這一聲如同***,人羣立刻炸開,那些看熱鬧的人立刻抱頭鼠竄嗷嗷大叫,害怕下一個人被懲罰的人就是他。
風月樓立刻熱鬧起來,不過可愁壞了風月樓的老鴇。
老鴇看着雜亂的人羣,陰沉下了臉,忽閃着手中絲絹,大嚷道:“都給老孃安靜下來,官老爺都沒有發話,哪個雜碎敢亂說!”
人羣漸漸安靜,老鴇金媽媽轉過身看着岑寂,隨即臉色一轉,笑意堆臉,立刻撲了上來,抓着岑寂的袖口,一臉諂媚道:“岑捕頭,有你在我就放心了,趕緊把這案子破了,我這風月樓可還得開門做生意呢!”
岑寂瞧着老鴇拉着自己衣袖的手,皺了皺眉,不着痕跡的收回手,淡淡道:“官府會給你說法的,你先說說是何人發現丫鬟的屍體?”
老鴇聞言立刻變了臉兒,愁雲盈目,用絲絹擦擦眼角的淚,回憶起今早所見,仍心有餘悸,哭泣道:“是今早寅時龜公發現的,龜公去落鎖時,廳堂內還是正常的,可他落鎖而回時,前後不過一刻鐘,廳內竟突然出現了一座祭臺,那丫頭就死在了那!我上手一摸,那丫頭身子還是熱的!”
林晚兒聞言眸子一深,走上前檢查起屍體,屍體面色慘白,卻是沒有一絲痛苦之色,林晚兒蹙起眉頭,她伸出手捏住她的臉頰,看向她的脣裡,她的整根舌被拔下,舌下血管破裂,是失血過多而死。
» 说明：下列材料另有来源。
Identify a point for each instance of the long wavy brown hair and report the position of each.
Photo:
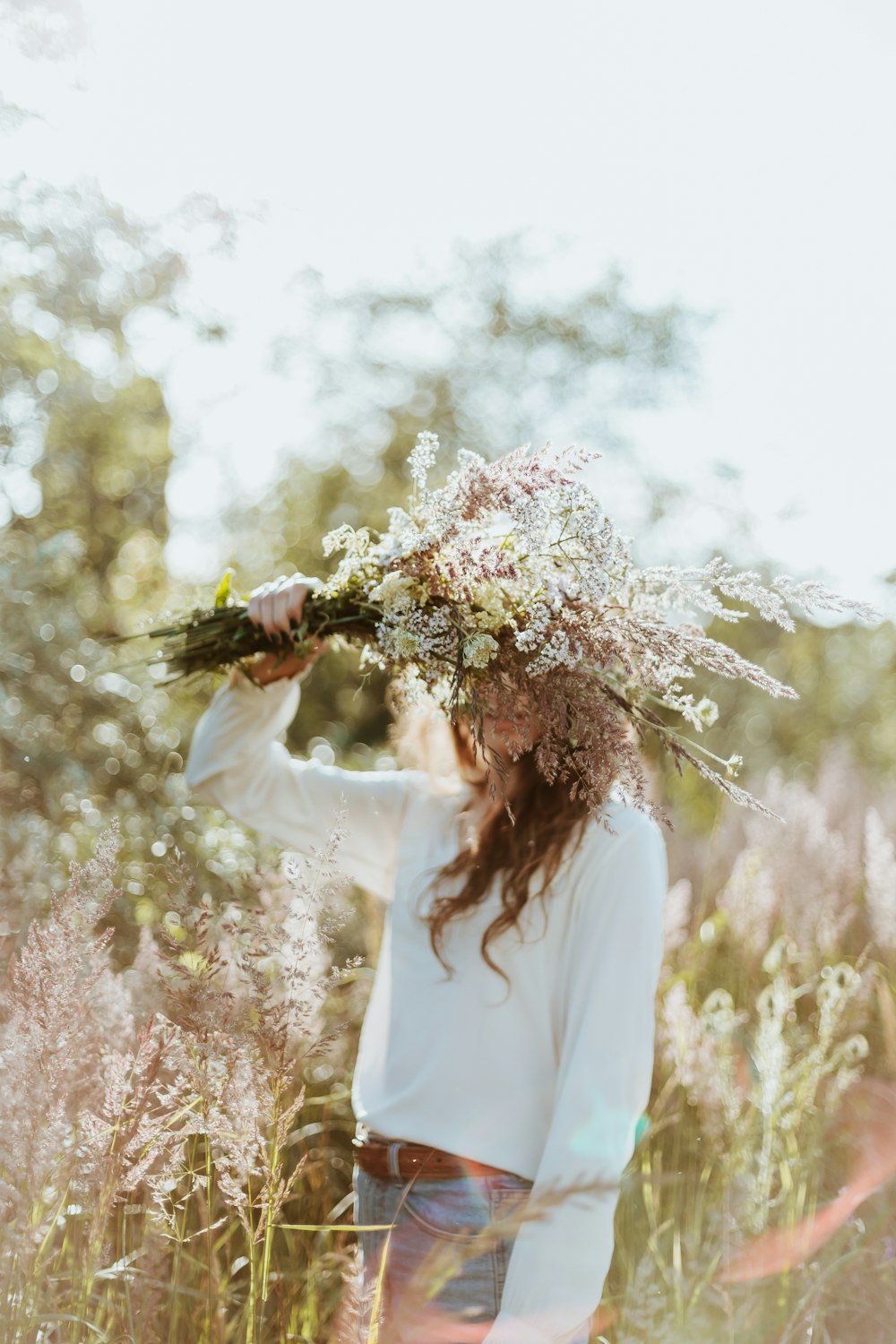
(547, 827)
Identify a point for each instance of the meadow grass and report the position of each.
(175, 1150)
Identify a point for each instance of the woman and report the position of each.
(506, 1050)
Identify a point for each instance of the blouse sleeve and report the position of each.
(237, 762)
(557, 1265)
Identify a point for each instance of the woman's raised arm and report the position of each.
(238, 762)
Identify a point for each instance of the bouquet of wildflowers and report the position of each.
(511, 586)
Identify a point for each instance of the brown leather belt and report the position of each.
(373, 1155)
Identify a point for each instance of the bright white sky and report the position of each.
(735, 160)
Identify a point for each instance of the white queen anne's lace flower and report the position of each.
(478, 650)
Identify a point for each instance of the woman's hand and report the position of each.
(277, 607)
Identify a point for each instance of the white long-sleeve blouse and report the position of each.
(547, 1080)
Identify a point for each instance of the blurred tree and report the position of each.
(478, 357)
(83, 462)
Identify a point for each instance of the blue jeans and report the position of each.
(441, 1262)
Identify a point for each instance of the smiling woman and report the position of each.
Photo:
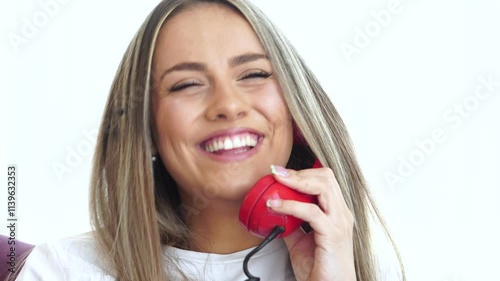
(223, 97)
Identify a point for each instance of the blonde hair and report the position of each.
(134, 203)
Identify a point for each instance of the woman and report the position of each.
(209, 95)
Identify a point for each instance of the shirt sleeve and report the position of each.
(43, 263)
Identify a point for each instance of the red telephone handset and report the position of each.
(260, 220)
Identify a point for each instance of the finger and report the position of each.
(320, 182)
(308, 212)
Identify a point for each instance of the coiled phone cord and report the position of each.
(276, 231)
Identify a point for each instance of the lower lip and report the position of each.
(225, 158)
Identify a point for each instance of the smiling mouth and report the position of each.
(234, 144)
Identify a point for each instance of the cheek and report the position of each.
(273, 105)
(171, 119)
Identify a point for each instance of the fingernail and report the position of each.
(273, 203)
(279, 171)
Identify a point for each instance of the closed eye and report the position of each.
(183, 86)
(257, 74)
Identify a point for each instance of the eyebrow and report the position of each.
(233, 62)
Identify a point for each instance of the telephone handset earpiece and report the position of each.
(260, 220)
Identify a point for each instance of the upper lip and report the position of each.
(230, 132)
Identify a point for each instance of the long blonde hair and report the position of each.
(134, 203)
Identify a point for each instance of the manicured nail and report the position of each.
(274, 203)
(279, 171)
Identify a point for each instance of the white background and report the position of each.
(393, 93)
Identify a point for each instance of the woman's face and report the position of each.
(219, 113)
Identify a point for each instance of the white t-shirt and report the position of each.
(76, 259)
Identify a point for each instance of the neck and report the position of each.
(216, 229)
屍體並未涼透,也未僵硬。
林晚兒對岑寂點頭,道:“金媽媽說的不錯,屍體的死亡時間就在寅時左右。”
岑寂點點頭,眸光從風月樓衆人身上掃過,最後落在老鴇身上,他開口問道:“金媽媽,你們妓院何時落鎖,落鎖時風月樓裡還有何人?”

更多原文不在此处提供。